Etale cohomology, whose definition and study would be inconceivable without the use of categorical methods, underlies the construction of many interesting Galois representations as well as the entire context for Deligne's work on the Riemann Hypothesis for varieties over finite fields and its various generalizations, and work of Taylor et al. on Sato-Tate.

The concept of moduli schemes and the study of their non-trivial properties (and reasons for their existence) would likewise be impossible without the systematic use of categorical reasoning, and these underlie Faltings' work on the Mordell conjecture, the work of Drinfeld/Lafforgue on global Langlands correspondence for function fields, the work of Wiles et al. on modularity of Galois representations, the work of Mazur/Merel on torsion in elliptic curves over number fields, the use of Heegner points by Gross-Zagier...and the role of Galois cohomology in all of these matters (informed through homological reasoning) is utterly pervasive.

There's so much more which could be said, but I think the above is quite sufficient to make it clear that categorical and homological methods are ubiquitous throughout the deepest parts of modern algebraic number theory.

Answer 2

Allow me to reinterpret your question as the inquiry

• How can abstract infinitary constructions inform us about the finite?

To my mind, this is the troubling or at least surprising possibility at the heart of your question, rather than a particular concern about category theory as opposed to other abstract constructions. After all, abstract constructions arise in nearly every area of mathematics. One could bring a sharper focus with the inquiry:

• How can considerations of the uncountable inform us about the countable or even the finite?

There are, of course, many instances of this, and I am sure that the category theorists will be able to provide interesting examples from category theory. Meanwhile, let me mention several examples of this phenomenon from set theory.

• Perhaps my way of formulating your question above brings it close to the similar MO question Can infinity shorten proofs a lot? asked by Gowers. Several interesting answers are provided to that questoin, among them the observation that considerations of countability and uncountability easily establish the existence of transcendental reals.

• Another interesting example where considerations of infinity impact the finite arise in Goodstein's Theorem, where one provably must adopt an infinitary theory in order to prove a statement that is ultimately about finite numbers.

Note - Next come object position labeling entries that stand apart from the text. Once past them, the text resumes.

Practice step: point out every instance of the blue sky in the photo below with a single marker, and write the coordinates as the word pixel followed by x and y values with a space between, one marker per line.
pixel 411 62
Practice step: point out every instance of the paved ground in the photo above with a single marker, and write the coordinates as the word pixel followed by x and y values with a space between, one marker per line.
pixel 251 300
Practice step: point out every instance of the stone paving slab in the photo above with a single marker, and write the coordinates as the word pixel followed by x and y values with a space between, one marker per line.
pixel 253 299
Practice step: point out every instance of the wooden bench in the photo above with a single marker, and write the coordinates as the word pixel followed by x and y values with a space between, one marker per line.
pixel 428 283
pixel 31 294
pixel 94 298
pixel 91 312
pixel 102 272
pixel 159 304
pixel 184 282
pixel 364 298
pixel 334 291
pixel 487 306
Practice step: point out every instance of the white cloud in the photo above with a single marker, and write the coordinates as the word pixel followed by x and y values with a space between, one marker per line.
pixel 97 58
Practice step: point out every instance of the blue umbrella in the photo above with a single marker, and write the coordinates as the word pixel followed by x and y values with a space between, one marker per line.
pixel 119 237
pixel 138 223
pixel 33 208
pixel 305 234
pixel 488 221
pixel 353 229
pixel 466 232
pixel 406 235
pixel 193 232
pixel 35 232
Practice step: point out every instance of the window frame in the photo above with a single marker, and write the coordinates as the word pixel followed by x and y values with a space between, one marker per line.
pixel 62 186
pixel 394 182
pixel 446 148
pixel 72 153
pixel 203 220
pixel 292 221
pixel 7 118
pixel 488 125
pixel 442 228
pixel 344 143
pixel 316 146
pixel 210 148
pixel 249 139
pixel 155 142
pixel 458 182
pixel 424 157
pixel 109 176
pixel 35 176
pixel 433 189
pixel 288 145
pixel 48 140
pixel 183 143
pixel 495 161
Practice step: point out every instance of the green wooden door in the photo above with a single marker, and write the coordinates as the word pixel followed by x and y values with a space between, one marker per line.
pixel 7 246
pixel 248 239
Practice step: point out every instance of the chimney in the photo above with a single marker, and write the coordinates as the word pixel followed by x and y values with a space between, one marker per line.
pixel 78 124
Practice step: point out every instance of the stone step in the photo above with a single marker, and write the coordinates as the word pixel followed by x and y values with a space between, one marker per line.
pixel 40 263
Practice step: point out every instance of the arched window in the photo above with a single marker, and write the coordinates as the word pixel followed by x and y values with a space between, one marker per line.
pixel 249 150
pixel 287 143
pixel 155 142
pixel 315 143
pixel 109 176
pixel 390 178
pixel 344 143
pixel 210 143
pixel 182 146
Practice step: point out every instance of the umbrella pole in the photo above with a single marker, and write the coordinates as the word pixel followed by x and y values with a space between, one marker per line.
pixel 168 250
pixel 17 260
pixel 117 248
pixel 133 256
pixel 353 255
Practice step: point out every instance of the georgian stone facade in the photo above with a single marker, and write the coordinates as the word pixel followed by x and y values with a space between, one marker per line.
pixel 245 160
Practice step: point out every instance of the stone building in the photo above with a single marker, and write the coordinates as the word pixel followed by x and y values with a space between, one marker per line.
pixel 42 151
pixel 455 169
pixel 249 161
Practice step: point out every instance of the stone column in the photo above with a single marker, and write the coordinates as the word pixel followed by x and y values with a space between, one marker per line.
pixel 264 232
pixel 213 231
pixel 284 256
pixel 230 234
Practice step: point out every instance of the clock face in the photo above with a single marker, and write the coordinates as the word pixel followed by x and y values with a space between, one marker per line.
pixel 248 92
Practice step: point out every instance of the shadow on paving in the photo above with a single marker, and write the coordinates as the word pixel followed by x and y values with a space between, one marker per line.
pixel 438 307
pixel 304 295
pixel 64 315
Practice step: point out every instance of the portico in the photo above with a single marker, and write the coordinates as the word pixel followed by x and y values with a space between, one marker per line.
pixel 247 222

• Large cardinal axioms in set theory provide additional instances where abstract infinitary objects have finitary effects. The reason is that increasingly strong large cardinal assumptions have consistency implications at lower levels of the large cardinal hierarchy that are not provable without those strong assumptions. The point now is that a consistency claim is ultimately a finitary statement about numbers. For each large cardinal notion, there is a diophantine equation that has no solution in the integers if and only if that large cardinal concept is consistent. Thus, one should not expect to find a solution to these equations (since this would refute the large cardinal), but one cannot refute the existence of a solution without making very strong infinitary assumptions.

• Harvey Friedman has been pursuing his Boolean relation theory, which aims in part to produce natural number theoretic statements that can only be proved on the basis of such large cardinal consistencies. The most natural proofs of these statements lie in the large cardinal infinitary combinatorics, thereby exemplifying the phenomenon.

• Richard Laver's investigation of the free left-distributive algebra, including a decision procedure for normal forms, first arose out of a consideration of large cardinal concepts at the highest levels of the large cardinal hierarchy. The large cardinals have subsequently been omitted from some proofs by Dehornoy, but remain in some results, as of 2011 the proof of "$A_\infty$ is a free group" has not had its large cardinal assumptions removed. (p.66 of Friedman's Boolean Relation Theory, 2011 draft) Similar large cardinal considerations arise in the finitary Laver tables.

• The Axiom of Determinacy, the axiom asserting that in every game of perfect information with countably many binary moves, there is a winning strategy for one of the players, turns out to be intimately connected with Woodin cardinals.